I needed a woman to show me the ropes

So what should I do, my mind was ablaze

I looked on some websites, for several days

And after a week, looking night after night

I stumbled on one, she was looking just right

Leticia's her name, with her photo's to view

She looked just the right type that she'd know what to do

The next seven days I would sit on my own

Trying to summon the courage to phone

I had several small drinks, and then several more

This was the day I would phone, I was sure

This was all that I'd dreamt of throughout the past week

'Hello' said my voice in a pale high-pitched squeak

I had try to sound cool so that she'd be impressed

All the time my heart pounding away in my chest

She said what she'd do and then told me the price

And all I could say in response was 'That's nice'

She had a free afternoon she said with a smile

As the next party conference isn't down for a while

And so it was fixed, I will always remember

2pm on the Tuesday, the 3 rd of September

I put down the phone, I had done it at last

And wished that next Tuesday would come round real fast

And when Tuesday came, I took greatest of care

In washing my bits and then grooming my hair

I wore my best pants that showed of my new tan

Not the ones that I'd got as a present from gran

I quickly got dressed, I was looking the part

But all I could feel was the pound of my heart

'You really can do this, yes you really can

And when you return you will be a real man'

It was then time to leave, I should be on my way

As I walked through the town, oh yes this was my day

I'm sure that the people were looking, all knowing,

At where I was off to and why I was going

I got there too early, I won't buzz just yet

I'll just go for a walk, my palms wringing with sweat

So I walked up and down, I looked out at the sea

And tried to imagine what she'd do to me

I went back to her place, have I made the right choice?

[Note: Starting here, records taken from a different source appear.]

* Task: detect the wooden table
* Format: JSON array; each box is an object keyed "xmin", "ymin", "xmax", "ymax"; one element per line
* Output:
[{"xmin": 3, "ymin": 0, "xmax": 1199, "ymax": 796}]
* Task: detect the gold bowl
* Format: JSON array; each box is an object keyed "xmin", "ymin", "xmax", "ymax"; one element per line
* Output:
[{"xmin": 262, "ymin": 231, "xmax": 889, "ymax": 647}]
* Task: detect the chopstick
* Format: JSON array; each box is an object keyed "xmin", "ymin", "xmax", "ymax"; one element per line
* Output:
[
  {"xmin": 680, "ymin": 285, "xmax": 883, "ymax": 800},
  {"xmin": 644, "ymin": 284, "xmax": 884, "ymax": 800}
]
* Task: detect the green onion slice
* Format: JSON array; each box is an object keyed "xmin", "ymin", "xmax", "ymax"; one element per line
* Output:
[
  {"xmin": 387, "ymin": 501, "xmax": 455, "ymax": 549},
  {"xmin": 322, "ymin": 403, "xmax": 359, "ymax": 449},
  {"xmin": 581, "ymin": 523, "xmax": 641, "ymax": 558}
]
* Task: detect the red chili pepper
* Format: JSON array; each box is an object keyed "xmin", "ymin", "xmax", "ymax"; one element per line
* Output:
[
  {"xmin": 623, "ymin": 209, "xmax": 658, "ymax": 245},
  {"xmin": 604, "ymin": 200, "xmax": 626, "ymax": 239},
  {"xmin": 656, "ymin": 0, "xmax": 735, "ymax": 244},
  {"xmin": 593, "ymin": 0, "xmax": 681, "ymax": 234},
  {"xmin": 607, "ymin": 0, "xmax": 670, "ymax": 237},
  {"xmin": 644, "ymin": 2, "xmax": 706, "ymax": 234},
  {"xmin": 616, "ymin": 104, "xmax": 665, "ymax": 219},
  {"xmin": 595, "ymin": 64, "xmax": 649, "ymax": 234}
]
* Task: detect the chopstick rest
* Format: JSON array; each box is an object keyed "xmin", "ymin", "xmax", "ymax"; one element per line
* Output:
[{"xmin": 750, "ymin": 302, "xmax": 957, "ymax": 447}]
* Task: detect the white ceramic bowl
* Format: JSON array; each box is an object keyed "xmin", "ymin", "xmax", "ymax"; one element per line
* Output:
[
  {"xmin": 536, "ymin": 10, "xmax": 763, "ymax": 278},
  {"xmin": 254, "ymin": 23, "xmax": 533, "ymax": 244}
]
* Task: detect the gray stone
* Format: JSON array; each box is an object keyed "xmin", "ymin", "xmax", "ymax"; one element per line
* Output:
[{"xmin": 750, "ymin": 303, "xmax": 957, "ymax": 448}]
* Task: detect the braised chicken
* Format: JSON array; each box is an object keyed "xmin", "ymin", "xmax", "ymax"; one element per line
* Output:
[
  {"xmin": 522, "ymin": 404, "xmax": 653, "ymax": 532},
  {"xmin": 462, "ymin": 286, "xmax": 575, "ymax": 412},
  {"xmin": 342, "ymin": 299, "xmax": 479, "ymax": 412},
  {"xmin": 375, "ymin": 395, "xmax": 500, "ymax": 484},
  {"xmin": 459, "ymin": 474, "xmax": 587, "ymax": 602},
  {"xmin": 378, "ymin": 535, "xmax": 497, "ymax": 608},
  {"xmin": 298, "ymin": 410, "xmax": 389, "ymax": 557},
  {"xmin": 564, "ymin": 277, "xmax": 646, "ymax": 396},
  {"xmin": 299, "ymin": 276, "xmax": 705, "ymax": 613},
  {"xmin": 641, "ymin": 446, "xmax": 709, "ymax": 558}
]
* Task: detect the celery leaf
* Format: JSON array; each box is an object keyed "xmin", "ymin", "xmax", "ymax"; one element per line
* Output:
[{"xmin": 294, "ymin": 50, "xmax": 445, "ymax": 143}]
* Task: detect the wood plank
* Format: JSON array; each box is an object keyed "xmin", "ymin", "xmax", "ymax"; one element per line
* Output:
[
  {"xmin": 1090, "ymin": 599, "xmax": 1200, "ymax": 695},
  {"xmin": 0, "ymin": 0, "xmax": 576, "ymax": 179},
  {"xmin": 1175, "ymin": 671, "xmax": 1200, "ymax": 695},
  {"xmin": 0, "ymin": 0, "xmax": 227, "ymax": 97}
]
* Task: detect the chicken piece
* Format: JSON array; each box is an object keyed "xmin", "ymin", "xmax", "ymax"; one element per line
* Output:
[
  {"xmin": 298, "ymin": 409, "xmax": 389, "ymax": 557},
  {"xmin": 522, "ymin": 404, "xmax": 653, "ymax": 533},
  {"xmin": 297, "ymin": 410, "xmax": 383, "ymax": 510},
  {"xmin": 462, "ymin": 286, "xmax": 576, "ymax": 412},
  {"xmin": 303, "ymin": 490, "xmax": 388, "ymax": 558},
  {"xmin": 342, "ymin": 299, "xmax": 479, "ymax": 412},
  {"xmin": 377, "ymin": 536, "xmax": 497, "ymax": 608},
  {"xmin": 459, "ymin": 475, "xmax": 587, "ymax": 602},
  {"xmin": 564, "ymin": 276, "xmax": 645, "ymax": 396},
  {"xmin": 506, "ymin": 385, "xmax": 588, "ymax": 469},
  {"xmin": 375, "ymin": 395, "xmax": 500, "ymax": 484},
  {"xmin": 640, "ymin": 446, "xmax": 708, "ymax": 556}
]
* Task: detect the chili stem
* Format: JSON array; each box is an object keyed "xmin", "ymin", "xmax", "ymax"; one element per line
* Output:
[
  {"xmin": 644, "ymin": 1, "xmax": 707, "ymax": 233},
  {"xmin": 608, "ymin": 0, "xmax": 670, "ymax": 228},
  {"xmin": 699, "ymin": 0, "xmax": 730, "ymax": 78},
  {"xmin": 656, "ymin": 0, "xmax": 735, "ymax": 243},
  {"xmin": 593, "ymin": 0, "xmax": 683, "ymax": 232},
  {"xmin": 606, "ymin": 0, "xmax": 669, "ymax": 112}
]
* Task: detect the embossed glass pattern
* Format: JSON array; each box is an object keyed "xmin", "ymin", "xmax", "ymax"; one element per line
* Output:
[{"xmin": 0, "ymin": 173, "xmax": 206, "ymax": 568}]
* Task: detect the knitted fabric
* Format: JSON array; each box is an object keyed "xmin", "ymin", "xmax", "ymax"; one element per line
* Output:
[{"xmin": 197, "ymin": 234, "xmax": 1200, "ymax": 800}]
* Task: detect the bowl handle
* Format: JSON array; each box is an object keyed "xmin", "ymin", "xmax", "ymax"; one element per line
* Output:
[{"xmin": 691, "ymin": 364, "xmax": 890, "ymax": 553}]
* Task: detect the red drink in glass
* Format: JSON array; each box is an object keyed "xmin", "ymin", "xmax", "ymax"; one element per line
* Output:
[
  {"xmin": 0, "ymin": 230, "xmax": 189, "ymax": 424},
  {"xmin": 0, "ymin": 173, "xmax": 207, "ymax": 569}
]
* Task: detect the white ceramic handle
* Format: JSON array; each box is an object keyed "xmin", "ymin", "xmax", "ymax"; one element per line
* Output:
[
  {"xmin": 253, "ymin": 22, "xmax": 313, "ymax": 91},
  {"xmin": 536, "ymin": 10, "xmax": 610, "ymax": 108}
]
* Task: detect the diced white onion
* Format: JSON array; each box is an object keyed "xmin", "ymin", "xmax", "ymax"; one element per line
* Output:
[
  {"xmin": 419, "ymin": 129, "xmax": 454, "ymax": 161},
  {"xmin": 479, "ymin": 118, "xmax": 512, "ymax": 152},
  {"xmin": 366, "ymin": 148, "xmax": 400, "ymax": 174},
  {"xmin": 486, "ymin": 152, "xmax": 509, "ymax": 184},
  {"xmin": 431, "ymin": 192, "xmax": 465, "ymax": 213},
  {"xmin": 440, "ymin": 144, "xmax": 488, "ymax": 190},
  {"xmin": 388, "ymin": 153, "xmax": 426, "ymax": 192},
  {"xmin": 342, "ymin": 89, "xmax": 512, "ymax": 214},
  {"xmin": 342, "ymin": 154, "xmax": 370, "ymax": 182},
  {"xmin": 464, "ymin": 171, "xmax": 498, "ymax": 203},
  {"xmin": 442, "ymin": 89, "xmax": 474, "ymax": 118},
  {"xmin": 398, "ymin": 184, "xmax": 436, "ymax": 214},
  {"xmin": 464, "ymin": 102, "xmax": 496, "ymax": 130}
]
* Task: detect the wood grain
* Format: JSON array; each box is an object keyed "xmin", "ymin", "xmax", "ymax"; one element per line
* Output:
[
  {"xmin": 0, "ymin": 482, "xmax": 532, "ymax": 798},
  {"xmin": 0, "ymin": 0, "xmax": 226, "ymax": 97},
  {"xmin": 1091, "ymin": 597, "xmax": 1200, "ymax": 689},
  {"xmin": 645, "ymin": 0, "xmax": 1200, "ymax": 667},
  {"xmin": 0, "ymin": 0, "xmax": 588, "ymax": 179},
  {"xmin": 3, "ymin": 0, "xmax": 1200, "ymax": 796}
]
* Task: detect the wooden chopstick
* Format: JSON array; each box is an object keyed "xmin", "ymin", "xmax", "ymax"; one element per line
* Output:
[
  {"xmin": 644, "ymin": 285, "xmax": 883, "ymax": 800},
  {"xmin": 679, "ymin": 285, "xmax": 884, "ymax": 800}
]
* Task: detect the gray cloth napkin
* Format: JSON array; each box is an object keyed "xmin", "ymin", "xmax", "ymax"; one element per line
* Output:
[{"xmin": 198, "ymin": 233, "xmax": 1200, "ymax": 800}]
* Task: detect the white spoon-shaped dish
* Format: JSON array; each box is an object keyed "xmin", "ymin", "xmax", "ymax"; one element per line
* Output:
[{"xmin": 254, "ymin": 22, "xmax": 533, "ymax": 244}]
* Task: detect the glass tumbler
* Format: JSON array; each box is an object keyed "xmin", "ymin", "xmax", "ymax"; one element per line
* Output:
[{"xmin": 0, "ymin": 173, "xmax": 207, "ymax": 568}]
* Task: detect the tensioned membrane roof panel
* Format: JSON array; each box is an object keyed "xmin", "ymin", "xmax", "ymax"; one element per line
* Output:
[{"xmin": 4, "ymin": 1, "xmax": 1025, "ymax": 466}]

Press the buzzer and wait, 'Please come up' says a voice

So I bound up the stairs and I reach the first floor

And I wait as she slowly opens the door

She smiles and says 'hi', dressed up very revealing

But I try not to stare and look up at the ceiling

I enter her room but trip over the door

And I stumble and fall and end up on the floor

'A man at my feet' she says, all the time grinning

And I stand up again, oh God what a beginning

Avoiding her eyes I look round the front room

And I'm sure that she's dreading her impending doom

I try to make small talk, don't know what to do

So I look out the window and say 'what a nice view'

She invites me to sit, I look out at the rain

As she offers me orange or wine or champagne

Champagne it shall be, but I drink it too quick

And on top of the nerves I'm now feeling quite sick

She sits down beside me, puts her hand on my knee

And I try to relax and look out at the sea

And when I've calmed down and I look in her eyes

I realise it's happening, try hide my surprise

She takes both my hands as my body it yearns

And I pass through the door, from which no return

So she takes me quite slowly to lie on the bed

With the thoughts of what's next running round in my head

And from that moment on, well you don't need to know

As I'm sure you don't want an account, blow by blow

But needless to say that at last I had fun

After seventeen minutes the deed had been done

As I lay the quite breathless, a bit overawed

The fanfares they play and the crowd they applaud

And the champagne corks pop just as loud as they can

At the start of September, becoming a man

So I sit on the bed and I suddenly blush

At the things that we did, so I say I must rush

So I quickly get dressed and I thank her again

And before I can think I'm back out in the rain

And as I walk home through the rain and the wet

I think 'God that was good, it's the best I've had yet'

And several years on as I walk past a shop

There's a sight in the window, I freeze to the spot

A book, 'Body Worship' and there on the cover

Leticia, the woman, who was my first lover

So I flick through each page paying greatest attention

To see if my visit's been given a mention

Well, you'll have to read it, did she remember

2pm on the Tuesday, the 3 rd of September.